Dix policiers de la brigade de Nancy ont comparu, vendredi 13 mai 2022, devant la justice pour « insultes racistes » et « harcèlement moral » sur quatre de leurs collègues, dont l’un d’entre eux est d’origine maghrébine.  

Les faits qui se sont déroulés entre 2015 et 2018 ont été révélés par une enquête de l’Inspection générale de la police nationale (IGPN) en octobre 2018. Une enquête qui a mis en lumière des « actes de harcèlement » répétés et « injures racistes » commis par 9 policiers de la Brigade anticriminalité (BAC) de nuit de Nancy contre quatre de leurs collègues.

Selon l’enquête de l’IGPN, les quatre victimes ont toutes « évoqué des propos ou décrit des comportements réitérés visant à les exclure » du service. Des attitudes qui ont aussi entraîné « une dégradation de leurs conditions de travail » et surtout « une altération de leur santé physique et morale ». Un des plaignants, d’origine maghrébine, a aussi porté plainte pour injures racistes non publiques, en plus du harcèlement moral.

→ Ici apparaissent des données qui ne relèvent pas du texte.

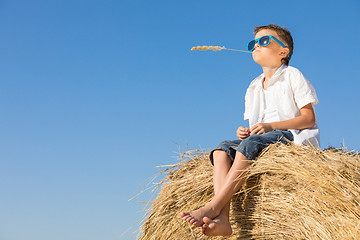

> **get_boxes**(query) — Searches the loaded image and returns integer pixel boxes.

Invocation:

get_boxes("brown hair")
[254,24,294,65]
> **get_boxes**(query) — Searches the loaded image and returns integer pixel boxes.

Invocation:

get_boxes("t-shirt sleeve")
[290,71,319,109]
[244,89,250,121]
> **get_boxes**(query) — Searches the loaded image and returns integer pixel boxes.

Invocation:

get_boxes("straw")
[191,46,252,53]
[139,144,360,240]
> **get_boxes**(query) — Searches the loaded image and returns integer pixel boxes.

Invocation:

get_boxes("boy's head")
[253,24,294,65]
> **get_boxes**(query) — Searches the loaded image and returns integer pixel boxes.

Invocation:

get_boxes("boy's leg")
[201,150,232,236]
[180,152,250,229]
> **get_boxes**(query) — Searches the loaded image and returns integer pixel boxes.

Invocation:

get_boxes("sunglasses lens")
[248,40,255,51]
[259,36,270,47]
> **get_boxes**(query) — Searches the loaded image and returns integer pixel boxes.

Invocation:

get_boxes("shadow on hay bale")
[139,144,360,240]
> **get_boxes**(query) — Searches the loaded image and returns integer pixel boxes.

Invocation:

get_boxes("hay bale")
[139,144,360,240]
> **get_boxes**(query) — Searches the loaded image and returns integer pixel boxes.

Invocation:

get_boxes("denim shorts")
[210,129,294,165]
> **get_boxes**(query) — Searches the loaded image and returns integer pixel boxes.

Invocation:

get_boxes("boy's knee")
[213,149,227,159]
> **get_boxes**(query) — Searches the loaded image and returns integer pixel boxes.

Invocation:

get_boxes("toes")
[180,212,189,217]
[203,217,213,225]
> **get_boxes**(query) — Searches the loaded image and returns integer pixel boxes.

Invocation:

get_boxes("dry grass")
[139,145,360,240]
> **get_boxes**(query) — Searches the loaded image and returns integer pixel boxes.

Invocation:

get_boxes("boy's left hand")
[250,123,274,135]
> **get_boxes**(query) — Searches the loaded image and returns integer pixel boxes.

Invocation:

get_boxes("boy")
[180,24,320,236]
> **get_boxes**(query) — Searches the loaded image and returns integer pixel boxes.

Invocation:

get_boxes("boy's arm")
[250,103,315,135]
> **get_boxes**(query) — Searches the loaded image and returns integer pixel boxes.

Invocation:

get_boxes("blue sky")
[0,0,360,240]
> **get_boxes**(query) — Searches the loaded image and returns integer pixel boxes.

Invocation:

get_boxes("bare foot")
[180,204,220,227]
[201,216,232,236]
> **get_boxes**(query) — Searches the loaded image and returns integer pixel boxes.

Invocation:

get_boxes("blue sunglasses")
[248,35,289,57]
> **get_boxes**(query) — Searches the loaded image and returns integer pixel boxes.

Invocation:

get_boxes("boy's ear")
[281,48,290,57]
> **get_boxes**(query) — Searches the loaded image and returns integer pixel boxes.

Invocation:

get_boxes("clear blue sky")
[0,0,360,240]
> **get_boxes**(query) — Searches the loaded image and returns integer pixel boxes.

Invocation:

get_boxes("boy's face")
[252,29,289,67]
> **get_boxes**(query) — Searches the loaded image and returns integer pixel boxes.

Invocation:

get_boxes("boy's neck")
[262,64,282,90]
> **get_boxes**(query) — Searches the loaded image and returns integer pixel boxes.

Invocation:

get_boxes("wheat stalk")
[191,46,252,53]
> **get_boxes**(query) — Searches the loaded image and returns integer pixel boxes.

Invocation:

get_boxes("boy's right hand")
[236,127,250,140]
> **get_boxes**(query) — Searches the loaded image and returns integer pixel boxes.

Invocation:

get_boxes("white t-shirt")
[244,65,320,148]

Le policier Said B. traité de « bougnoule » par certains de ses collèges de la BAC de Nancy

Il s’agit de l’agent de police, dénommé Said B. qui a été traité de « bico » et de « bougnoule » par certains de ses collègues. Il été la cible d’injures racistes et d'accusations récurrentes d’incompétence sur un groupe de messagerie privée dont il était exclu. En outre, ses collègues refusaient de lui serrer la main et de lui adresser la parole. Trois autres fonctionnaires ont fait également les frais du « climat de haine » entretenu par les 10 policiers cités par l’enquête de l’IGPN.

L’affaire qui avait défrayé la chronique en France a été traitée vendredi 13 mai par le tribunal correctionnel de Nancy. Un procès durant lequel les quatre victimes ont évoqué leur mise à l'écart progressive au sein du service lors de leur passage à la BAC de nuit de Nancy. « Ils m'ont détruite, j'ai vécu un calvaire », raconte une des victimes, seule femme du service entre 2013 et 2017.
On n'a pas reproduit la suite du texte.